About four weeks after my heart attack, I woke up one morning at eight o’clock. The apartment where we lived was quiet, and
I luxuriated in the peacefulness for a few moments. It seemed to have a healing quality. Finally, I got up and went to the
kitchen to make myself breakfast before I went off to rehab.
I jumped back when I heard a noise, the scratch of a chair leg against the floor. Nervously, I went to see who was out there.
It was Michael. I was surprised to see him still home, as he was almost always out of the house by seven. He was sitting at
the small pine table in the breakfast nook.
“You almost gave me a heart attack,” I said, making what I thought was a pretty decent joke.
Michael didn’t laugh. He patted the chair next to him at the table.
Then, with the calmness and self-reverence I was used to from him, he told me the three main reasons why he was leaving me:
he said he couldn’t talk or relate to me the way he could with his male friends; he didn’t think that I could have a baby
now, because of my heart attack; he had fallen for someone else already.
I ran out of the kitchen, and then out of the house. That morning the pain I felt was even worse than the heart attack. Nothing
was right with my life; I had gotten it all wrong so far.
Everything!!!
I did love being a doctor, but I was trying to do it in a large, somewhat bureaucratic, big-city hospital, which just wasn’t
right for me.
I was working so hard—because there was nothing else of value in my life. I earned about $120,000 a year, but I was spending
it on dinners in town, getaway weekends, clothes that I didn’t need or even like that much.

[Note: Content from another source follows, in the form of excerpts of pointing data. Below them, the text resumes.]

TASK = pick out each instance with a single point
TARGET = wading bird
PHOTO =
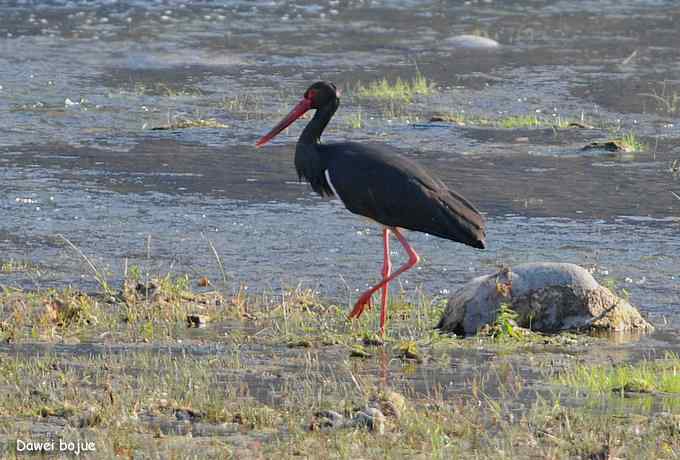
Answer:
(379, 183)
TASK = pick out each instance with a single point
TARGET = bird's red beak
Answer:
(299, 110)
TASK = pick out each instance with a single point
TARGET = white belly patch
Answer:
(328, 179)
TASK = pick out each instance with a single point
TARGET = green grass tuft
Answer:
(647, 376)
(399, 91)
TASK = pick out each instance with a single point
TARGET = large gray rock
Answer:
(474, 42)
(548, 297)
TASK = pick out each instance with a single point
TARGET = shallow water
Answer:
(83, 83)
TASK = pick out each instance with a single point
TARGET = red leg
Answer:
(387, 269)
(365, 298)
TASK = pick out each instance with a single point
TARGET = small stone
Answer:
(610, 146)
(302, 343)
(373, 341)
(370, 418)
(390, 403)
(195, 320)
(327, 420)
(359, 352)
(579, 125)
(187, 414)
(474, 42)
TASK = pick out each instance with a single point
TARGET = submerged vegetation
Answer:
(268, 374)
(397, 91)
(657, 376)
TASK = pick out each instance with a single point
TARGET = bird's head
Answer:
(320, 94)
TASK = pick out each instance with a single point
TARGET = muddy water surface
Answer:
(83, 84)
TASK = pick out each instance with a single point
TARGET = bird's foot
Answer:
(365, 300)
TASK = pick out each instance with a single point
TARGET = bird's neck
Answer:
(312, 132)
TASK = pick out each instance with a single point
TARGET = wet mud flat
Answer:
(131, 373)
(134, 207)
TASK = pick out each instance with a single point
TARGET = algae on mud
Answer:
(127, 373)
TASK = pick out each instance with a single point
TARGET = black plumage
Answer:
(379, 183)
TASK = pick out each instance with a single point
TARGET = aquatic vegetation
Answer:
(666, 97)
(529, 121)
(631, 143)
(355, 120)
(646, 376)
(188, 123)
(162, 89)
(397, 91)
(16, 266)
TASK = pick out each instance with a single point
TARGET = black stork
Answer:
(379, 183)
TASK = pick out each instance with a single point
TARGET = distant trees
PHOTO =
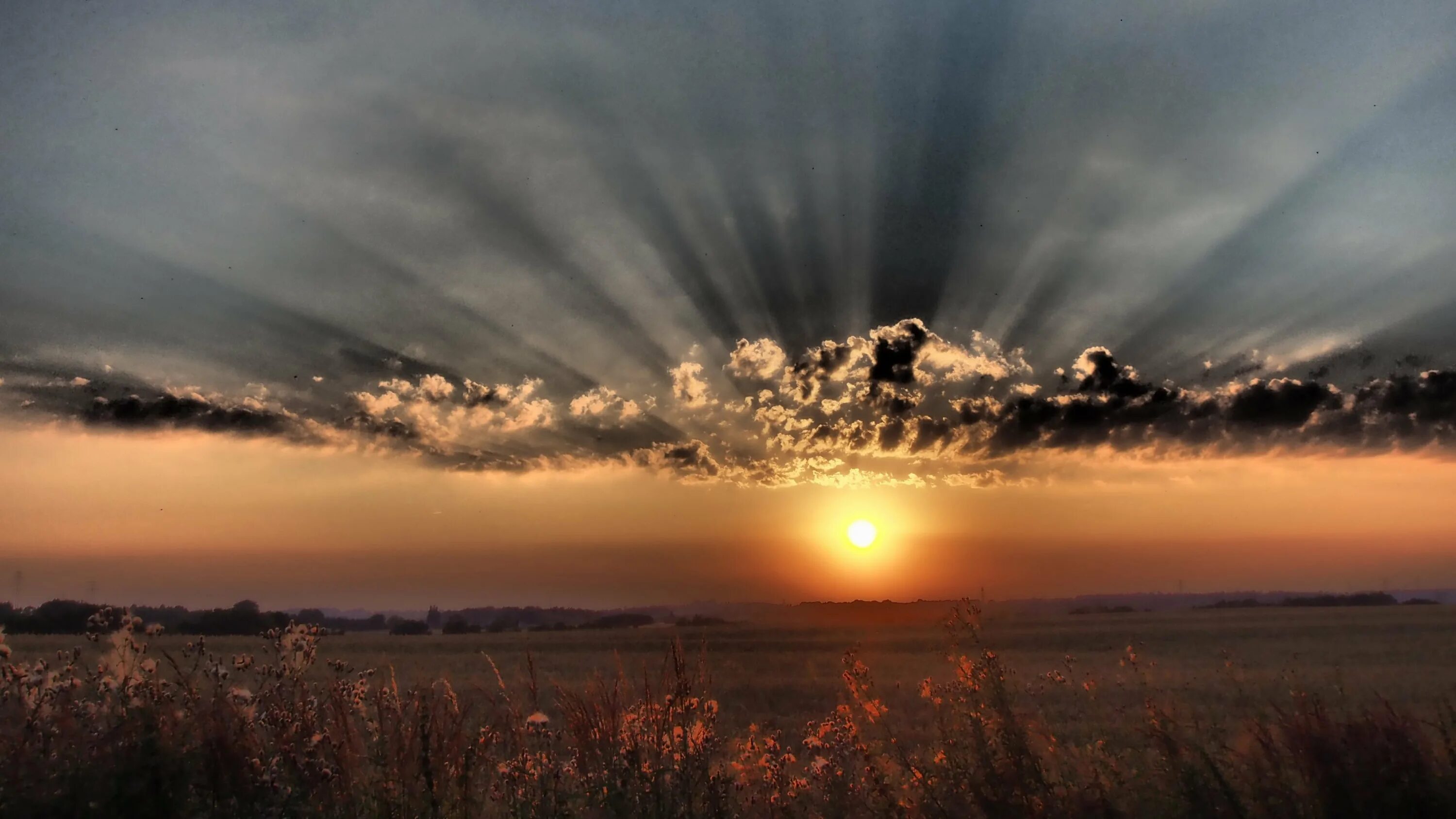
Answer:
(459, 626)
(410, 627)
(625, 620)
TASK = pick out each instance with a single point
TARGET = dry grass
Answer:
(1231, 713)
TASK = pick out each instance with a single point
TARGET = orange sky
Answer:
(206, 520)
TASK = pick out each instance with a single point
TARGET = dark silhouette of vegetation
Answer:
(203, 735)
(625, 620)
(410, 627)
(458, 626)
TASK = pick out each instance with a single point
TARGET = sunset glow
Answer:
(659, 305)
(861, 533)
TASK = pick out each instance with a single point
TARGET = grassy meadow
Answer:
(1232, 712)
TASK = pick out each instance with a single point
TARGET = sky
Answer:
(624, 303)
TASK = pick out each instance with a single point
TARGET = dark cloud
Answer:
(180, 412)
(896, 353)
(877, 429)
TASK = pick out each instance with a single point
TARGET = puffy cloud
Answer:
(689, 386)
(761, 360)
(845, 412)
(691, 460)
(602, 405)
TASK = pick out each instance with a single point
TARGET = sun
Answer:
(862, 533)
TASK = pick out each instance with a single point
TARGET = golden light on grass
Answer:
(862, 533)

I had wanted children all my life, yet here I was without a significant other, without a child, without a plan, and no prospects
to change any of it.
Here’s what I did, little boy.
I began to
live
the lesson of the five balls.
I left my job at Mass. General. I left Boston. I left my murderous schedule and commitments be- hind. I moved to the one place
in the world where I had always been happy. I went there, truly, to mend a broken heart.
I was turning endlessly around and around like a hamster on a wheel in a tiny cage. My life was stretched to the limit, and
something was bound to give. Unfortunately, it had been my heart.
This wasn’t a small change, Nicky; I had decided to change everything.
Nicky,
I arrived on the island of Martha’s Vineyard like an awkward tourist, lugging the baggage of my past, not knowing what to
do with it yet. I would spend the first couple of months filling cupboards with wholesome, farm-fresh foods, throwing out
old magazines that had followed me to my new home, and I would also settle into a new job.